Damals, als Musik noch im Plattenladen gekauft und stolz mit Mofa, Fahrrad oder erstem Auto nach Hause gebracht wurde, war das Plattencover nicht selten ausschlaggebend für die Kaufentscheidung am Schallplatten- oder CD-Regal. Mit der Entscheidung, passend zur Jahreszeit Weihnachtscover vorzustellen, haben wir uns jedoch in die Nesseln gesetzt. Uns ist so manch unsägliches Machwerk in den Strumpf am Kamin gesteckt worden – sollen Santa und Rudolph vor Scham im Schnee versinken. Aber immer dran denken: “Früher war mehr Lametta”.

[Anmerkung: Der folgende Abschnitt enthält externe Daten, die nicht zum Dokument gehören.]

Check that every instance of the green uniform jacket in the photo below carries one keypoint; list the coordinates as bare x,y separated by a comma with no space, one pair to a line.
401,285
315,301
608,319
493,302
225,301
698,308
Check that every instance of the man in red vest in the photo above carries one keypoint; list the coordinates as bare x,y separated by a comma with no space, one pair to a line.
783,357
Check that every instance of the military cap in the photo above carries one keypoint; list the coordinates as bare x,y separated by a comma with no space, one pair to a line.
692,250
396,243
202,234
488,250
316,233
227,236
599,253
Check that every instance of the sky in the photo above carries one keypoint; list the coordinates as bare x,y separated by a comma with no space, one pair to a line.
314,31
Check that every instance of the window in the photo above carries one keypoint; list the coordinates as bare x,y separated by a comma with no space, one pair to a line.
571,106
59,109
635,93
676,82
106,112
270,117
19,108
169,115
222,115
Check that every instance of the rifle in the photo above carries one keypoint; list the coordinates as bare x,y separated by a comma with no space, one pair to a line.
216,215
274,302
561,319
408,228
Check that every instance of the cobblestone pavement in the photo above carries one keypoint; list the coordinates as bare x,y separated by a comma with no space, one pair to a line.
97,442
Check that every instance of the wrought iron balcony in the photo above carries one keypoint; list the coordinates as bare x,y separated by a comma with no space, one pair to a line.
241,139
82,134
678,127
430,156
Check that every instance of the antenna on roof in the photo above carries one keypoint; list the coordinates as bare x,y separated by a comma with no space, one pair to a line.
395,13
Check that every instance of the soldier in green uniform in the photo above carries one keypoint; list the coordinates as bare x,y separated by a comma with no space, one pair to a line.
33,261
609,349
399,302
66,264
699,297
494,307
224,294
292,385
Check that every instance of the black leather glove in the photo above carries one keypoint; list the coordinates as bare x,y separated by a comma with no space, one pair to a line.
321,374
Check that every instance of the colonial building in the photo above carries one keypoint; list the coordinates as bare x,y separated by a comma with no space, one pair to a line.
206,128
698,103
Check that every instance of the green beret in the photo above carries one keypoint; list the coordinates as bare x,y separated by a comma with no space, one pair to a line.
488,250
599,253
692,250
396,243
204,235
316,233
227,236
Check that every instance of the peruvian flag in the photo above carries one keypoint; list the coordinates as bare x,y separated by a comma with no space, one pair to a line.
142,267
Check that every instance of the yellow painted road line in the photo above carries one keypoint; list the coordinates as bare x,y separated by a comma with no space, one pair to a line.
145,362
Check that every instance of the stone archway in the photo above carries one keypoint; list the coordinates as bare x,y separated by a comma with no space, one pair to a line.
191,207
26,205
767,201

Elmo & Patsy – Grandma Got Run Over By A Reindeer
Oma hat schon nach dem Geschenke Auspacken einen im Tee? Dann lass sie lieber nicht allein im Freien rumlaufen. Sonst geht es ihr so wie der entzückenden Dame auf diesem Plattencover. Die gerät nämlich im Schneesturm unter die Rentierhufe. Die Novelty-Scheibe „Grandma Got Run Over By A Reindeer“ von Elmo & Patsy ist optisch und akustisch die richtige Wahl, wenn fleißig getrunken wird unter dem Baum.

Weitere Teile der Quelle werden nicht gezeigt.